Incidentally too, 10 of 15 presidents before Akpata, who assumed the leadership of the Bar without being Silk, including some who never took Silk, were Yoruba, further cementing the historic participation of the race, now threatening to pull out of the Union. Akpata, with his election as a non-SAN President, is simply following, in the footsteps of Rotimi Williams, Peter Thomas, B.M Boyo, Richard Akinjide, Adebayo Ogunsanya, Mudiaga Odje, Nwakamma Okoro, B.O Benson, Adetunji Fadayiro, Bola Ajibola, Ebele Nwokoye, Alao Aka-Bashorun, Charles Idehen, Priscilla Kuye and Lanke Odogiyon.
A race to the past?
When General Ibrahim Babangida as the Head of State, appointed then NBA President, Clement Akpamgbo, SAN, as the Attorney General of the Federation and Minister of Justice in 1991, Priscilla Kuye, a non-SAN 1st Vice-President, stepped in as president. Her desire to seek re-election in 1992 at the Port Harcourt conference, facing off with Alhaji Bashir Dalhatu, Onakoya and Kanmi Ishola Osobu (Peoples’ Law), threw the association into a crisis, fuelled by the government of the day, amid court cases.

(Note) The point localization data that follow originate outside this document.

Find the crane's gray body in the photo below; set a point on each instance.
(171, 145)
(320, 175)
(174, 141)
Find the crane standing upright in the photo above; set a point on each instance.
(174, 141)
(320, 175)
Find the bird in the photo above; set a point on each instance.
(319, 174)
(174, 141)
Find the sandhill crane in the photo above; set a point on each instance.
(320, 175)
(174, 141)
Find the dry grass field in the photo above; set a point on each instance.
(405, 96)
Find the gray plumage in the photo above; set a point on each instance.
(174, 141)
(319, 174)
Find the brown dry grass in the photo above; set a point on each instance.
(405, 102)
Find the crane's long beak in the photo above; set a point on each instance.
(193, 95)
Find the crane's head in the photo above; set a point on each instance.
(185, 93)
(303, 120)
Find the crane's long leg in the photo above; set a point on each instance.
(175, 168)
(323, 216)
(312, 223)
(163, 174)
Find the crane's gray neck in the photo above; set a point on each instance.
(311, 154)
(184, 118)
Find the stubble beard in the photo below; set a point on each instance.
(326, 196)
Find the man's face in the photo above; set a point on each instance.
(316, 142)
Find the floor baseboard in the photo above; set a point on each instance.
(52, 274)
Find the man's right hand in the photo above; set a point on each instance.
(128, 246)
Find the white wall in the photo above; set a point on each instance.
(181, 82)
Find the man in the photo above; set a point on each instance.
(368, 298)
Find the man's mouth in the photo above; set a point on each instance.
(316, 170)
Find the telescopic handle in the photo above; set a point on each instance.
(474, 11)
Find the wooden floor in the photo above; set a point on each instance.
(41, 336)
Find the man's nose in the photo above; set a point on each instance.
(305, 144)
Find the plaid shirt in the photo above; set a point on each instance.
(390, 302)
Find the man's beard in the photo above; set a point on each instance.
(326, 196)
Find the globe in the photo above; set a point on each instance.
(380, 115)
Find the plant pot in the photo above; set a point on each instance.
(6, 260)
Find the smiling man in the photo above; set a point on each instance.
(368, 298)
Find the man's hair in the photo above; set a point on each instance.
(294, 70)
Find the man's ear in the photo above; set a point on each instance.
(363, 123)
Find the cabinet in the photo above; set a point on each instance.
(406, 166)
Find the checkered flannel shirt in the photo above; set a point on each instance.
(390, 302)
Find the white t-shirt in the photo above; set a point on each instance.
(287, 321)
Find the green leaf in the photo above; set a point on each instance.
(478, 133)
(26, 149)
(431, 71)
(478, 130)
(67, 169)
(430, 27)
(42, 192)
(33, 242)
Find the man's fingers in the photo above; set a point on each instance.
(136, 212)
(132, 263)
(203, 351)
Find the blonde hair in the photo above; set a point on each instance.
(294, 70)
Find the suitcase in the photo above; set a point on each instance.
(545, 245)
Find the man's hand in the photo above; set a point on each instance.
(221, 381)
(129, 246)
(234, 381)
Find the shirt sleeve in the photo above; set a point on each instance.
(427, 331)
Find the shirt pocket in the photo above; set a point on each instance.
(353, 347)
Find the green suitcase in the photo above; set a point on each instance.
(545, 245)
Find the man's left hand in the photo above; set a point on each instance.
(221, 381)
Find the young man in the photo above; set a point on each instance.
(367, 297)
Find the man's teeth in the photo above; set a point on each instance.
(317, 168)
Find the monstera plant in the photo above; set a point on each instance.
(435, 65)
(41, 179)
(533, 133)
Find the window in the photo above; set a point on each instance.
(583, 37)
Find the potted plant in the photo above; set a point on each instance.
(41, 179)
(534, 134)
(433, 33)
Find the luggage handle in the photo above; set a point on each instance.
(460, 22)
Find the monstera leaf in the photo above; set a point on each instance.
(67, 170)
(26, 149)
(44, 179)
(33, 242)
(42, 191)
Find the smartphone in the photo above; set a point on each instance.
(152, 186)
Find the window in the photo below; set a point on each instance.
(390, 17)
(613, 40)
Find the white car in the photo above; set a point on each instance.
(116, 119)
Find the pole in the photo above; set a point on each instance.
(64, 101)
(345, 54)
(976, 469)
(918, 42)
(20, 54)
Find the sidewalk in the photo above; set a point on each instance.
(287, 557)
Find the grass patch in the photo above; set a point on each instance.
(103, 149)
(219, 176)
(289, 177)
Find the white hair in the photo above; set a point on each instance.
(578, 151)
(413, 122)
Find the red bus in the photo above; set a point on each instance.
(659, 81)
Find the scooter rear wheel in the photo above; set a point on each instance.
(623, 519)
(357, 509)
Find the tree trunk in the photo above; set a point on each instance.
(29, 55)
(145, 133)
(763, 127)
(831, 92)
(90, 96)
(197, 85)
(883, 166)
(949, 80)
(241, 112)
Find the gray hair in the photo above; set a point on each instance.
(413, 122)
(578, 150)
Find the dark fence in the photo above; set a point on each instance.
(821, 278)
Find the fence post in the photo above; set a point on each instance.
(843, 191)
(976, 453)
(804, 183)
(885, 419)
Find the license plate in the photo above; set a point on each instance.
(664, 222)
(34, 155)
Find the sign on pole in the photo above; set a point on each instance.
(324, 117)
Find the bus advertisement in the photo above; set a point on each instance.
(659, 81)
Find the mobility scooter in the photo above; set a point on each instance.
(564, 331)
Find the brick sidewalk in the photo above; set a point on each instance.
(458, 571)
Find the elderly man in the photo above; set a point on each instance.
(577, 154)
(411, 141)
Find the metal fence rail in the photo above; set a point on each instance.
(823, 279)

During this interregnum, only the branches were functional as there was no central leadership. The aftermath reform ended the idea of second term and birthed rotational presidency, which eventually paved the way for the North to produce its first president in Bayo Ojo from Kogi State in 2004. After Lanke’s adventure, the future looked all Silk, just like the past looked all non-Silk, until Akpata jolted the Inner Bar. Going by the tumultuous rejoicing in the Outer Bar over his election, the coup de grace, is possibly setting the tone for the future of the Bar, which is increasingly looking into the past.
But the fire and brimstone being threatened by the majority of Yoruba lawyers over the election that produced Akpata, 1992 also seems to be beckoning again. Is the NBA going the way of yesterdays, both glorious and otherwise? The answer is in the womb of time.